Charles Gelo et al., Appellants,
v
City of New York, Defendant, and Starr Realty Company (NE), LLC, Defendants and Third-Party Plaintiffs-Respondents. Gianna Mechanical Corp., Third-Party Defendant-Respondent. (And Another Third-Party Action.)

[*1]

In an action to recover damages for personal injuries, etc., the plaintiffs appeal, as limited by their brief, from so much of an order of the Supreme Court, Queens County (Flug, J.), dated December 30, 2005, as denied their motion for summary judgment on the issue of liability on their cause of action against the defendants Starr Realty Company (NE), LLC, Heartland Construction Corp., Review Avenue Construction Corp., and Heartland Land Construction Corp. alleging a violation of Labor Law § 240 (1) and, upon searching the record, awarded summary judgment to those defendants dismissing that cause of action insofar as asserted against them.

Ordered that the order is affirmed insofar as appealed from, with one bill of costs.

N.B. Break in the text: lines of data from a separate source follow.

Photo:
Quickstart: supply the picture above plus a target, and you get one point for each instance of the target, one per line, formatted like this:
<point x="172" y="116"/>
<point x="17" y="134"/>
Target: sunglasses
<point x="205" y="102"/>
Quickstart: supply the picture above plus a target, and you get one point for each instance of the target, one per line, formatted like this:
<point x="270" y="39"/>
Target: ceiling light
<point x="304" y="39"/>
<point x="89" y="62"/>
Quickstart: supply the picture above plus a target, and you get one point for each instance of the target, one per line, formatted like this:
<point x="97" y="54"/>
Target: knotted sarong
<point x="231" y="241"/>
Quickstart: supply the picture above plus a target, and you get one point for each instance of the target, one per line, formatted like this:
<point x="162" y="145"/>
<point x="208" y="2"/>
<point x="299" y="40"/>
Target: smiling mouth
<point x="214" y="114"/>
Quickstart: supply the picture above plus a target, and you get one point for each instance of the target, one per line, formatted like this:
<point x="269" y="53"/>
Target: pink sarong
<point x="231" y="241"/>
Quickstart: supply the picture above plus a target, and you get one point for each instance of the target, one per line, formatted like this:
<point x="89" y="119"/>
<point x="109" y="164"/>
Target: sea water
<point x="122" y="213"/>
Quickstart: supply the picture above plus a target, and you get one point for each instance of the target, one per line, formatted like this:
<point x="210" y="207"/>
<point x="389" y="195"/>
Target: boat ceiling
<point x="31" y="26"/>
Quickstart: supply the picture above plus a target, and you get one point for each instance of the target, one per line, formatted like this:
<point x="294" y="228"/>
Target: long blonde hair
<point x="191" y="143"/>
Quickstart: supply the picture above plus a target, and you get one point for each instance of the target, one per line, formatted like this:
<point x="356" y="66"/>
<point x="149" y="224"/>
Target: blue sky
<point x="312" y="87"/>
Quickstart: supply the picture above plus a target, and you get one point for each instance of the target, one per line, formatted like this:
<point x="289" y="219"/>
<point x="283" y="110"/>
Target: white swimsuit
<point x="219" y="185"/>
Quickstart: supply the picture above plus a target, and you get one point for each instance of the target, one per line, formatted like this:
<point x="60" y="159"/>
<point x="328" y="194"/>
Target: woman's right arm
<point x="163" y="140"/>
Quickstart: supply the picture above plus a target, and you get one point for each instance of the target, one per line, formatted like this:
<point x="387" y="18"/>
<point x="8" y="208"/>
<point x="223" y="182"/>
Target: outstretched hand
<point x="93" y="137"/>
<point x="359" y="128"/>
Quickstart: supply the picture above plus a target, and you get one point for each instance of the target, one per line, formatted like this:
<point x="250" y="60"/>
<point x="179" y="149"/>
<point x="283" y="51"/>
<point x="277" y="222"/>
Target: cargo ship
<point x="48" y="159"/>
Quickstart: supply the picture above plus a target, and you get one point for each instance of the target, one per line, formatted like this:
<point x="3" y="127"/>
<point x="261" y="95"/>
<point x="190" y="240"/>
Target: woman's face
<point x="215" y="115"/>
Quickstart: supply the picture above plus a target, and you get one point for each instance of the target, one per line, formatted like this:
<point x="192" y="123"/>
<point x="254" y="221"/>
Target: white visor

Contrary to the plaintiffs' contention, the Supreme Court properly searched the record and awarded summary judgment to the defendants third-party plaintiffs dismissing the cause of action alleging a violation of Labor Law § 240 (1) insofar as asserted against them since the permanently affixed ladder from which the injured plaintiff fell was a normal appurtenance to the [*2]building and was not designed as a safety device to protect the injured plaintiff from elevation-related risks (see Gold v NAB Constr. Corp., 288 AD2d 434 [2001]; Norton v Park Plaza Owners Corp., 263 AD2d 531 [1999]).

The plaintiffs' remaining contentions are without merit. Florio, J.P., Krausman, Fisher and Covello, JJ., concur.